Tuesday morning, 7am, long after my nightly dose, my face started feeling hot, then hotter, then my neck, my chest, my arms. I started to itch and tingle. My husband was just getting up for work and in the dim light could only tell that I was writhing around, making puppy whimper noises--his cue to hit the shower as fast as possible. I walked into the bathroom, turned on the light and--OMG&MJT (you have to be a fan of 'Family Guy' to get this)--I was bright maraschino cherry red all the way to my fingertips. Calmly (yeah right) I strolled into his bathroom and said bravely (yeah, right): "I think I'm having a reaction." Peeking around his shower curtain: "Wow, you really are; you look kind of good like that; maybe you should go to a tanning salon." Hey, I'm about to incinerate, here, buddy! 

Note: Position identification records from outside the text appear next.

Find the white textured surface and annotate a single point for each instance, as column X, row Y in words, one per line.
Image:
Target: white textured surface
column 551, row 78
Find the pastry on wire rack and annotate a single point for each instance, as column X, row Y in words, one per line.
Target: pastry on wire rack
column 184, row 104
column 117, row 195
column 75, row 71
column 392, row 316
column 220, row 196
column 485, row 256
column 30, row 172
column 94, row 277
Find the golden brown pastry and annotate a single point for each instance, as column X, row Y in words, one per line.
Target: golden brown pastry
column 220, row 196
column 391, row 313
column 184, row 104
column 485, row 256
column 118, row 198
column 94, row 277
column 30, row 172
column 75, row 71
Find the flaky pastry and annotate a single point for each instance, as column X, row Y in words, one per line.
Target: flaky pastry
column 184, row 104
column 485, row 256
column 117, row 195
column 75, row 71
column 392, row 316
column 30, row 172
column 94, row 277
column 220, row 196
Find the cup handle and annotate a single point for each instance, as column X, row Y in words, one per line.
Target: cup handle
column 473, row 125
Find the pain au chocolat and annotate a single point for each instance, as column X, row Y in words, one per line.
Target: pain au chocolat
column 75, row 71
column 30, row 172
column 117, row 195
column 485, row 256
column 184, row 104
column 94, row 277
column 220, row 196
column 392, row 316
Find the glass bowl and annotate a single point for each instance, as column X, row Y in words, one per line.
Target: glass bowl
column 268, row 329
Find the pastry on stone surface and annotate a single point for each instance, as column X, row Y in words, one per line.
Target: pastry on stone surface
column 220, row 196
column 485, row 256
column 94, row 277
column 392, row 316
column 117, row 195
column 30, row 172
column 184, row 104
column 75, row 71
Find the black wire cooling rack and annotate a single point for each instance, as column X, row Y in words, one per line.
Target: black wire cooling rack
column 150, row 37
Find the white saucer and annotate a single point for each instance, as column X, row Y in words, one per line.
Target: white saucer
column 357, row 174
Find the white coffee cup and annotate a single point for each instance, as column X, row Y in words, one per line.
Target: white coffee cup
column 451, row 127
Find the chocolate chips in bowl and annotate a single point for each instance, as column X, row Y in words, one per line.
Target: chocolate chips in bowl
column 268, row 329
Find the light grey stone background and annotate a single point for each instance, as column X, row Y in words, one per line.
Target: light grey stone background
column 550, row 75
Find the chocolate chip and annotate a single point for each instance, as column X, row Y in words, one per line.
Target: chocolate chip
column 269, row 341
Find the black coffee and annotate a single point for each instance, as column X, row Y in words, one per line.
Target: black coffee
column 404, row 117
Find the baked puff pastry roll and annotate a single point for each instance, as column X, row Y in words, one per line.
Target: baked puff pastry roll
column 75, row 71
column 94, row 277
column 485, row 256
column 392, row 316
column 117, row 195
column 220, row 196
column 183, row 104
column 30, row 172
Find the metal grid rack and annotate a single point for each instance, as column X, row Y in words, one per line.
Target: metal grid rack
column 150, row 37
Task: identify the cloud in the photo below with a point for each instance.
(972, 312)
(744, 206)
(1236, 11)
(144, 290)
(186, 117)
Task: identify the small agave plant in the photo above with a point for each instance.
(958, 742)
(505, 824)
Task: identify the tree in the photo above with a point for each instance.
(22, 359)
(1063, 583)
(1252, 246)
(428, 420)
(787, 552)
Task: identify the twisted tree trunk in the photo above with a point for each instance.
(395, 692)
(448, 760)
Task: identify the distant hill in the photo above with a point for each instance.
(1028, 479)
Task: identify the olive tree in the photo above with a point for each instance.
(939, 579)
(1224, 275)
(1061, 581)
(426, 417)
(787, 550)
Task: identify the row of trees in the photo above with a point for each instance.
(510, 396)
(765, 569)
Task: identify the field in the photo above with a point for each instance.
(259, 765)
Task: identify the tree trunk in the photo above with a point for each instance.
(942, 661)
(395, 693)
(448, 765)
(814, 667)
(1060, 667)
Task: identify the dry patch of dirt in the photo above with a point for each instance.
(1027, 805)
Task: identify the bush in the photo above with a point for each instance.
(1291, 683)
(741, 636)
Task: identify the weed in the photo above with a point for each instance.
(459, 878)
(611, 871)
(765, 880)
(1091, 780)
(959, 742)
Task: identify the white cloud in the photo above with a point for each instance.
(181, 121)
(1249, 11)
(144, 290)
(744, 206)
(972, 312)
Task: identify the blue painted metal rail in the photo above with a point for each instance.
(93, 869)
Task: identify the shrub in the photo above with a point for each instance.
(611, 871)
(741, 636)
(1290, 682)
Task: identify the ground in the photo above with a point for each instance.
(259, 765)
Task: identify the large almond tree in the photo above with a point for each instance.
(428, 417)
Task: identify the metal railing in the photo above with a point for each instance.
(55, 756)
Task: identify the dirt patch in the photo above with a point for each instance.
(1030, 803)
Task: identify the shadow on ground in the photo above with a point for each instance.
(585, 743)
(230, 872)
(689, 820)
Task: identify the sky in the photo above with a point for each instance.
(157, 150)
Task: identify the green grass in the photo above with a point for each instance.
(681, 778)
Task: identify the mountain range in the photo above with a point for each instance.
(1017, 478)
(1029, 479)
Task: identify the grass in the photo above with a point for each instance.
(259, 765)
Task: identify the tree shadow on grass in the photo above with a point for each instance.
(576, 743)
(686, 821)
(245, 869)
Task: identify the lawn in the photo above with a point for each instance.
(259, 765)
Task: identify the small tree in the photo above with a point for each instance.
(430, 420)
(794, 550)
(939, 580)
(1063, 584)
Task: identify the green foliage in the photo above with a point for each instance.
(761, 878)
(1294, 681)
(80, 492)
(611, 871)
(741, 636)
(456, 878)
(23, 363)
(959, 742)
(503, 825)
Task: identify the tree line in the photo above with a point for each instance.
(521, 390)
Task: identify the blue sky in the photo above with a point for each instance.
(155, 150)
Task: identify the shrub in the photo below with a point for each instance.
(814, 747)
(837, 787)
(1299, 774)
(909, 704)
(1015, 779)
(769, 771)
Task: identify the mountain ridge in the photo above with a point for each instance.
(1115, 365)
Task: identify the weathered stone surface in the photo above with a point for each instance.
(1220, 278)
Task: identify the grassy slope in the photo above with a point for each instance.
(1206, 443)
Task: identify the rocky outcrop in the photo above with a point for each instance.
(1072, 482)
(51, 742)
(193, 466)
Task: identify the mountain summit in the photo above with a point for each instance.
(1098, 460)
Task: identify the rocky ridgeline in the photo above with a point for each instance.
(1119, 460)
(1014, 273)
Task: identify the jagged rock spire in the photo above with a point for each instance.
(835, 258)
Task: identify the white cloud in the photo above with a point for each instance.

An hour or so later after returning to my usual pale ecru, I wondered "Why now?" And because it was so close to Passover "What made last night different from all other nights?" My Sherlockian nature took hold. I had done one different thing. I have a "follicle stimulator" (euphemism for "this won't really do anything but you'll feel like you're doing something to stop going bald") that is supposed to be put on the scalp and left on overnight. Since I usually fall into bed too tired to do more than take off my mascara, I had only been using it in the mornings and leaving it on for a half hour or so. But that Monday, I put it on a bedtime and left it on.

And its secret formula? Niaplex. Starting to see a connection? Niaspan? Niaplex? Yup. I OD'd on B3. Enough of the hair goo must have seeped into my blood stream by morning to set off the side effect I had avoided so far. And I now understood why 8% of people who take Niaspan stop because of that one side effect.

I'm just glad I'm past hot flashes. The combination--well, just call me "Jo's Grill."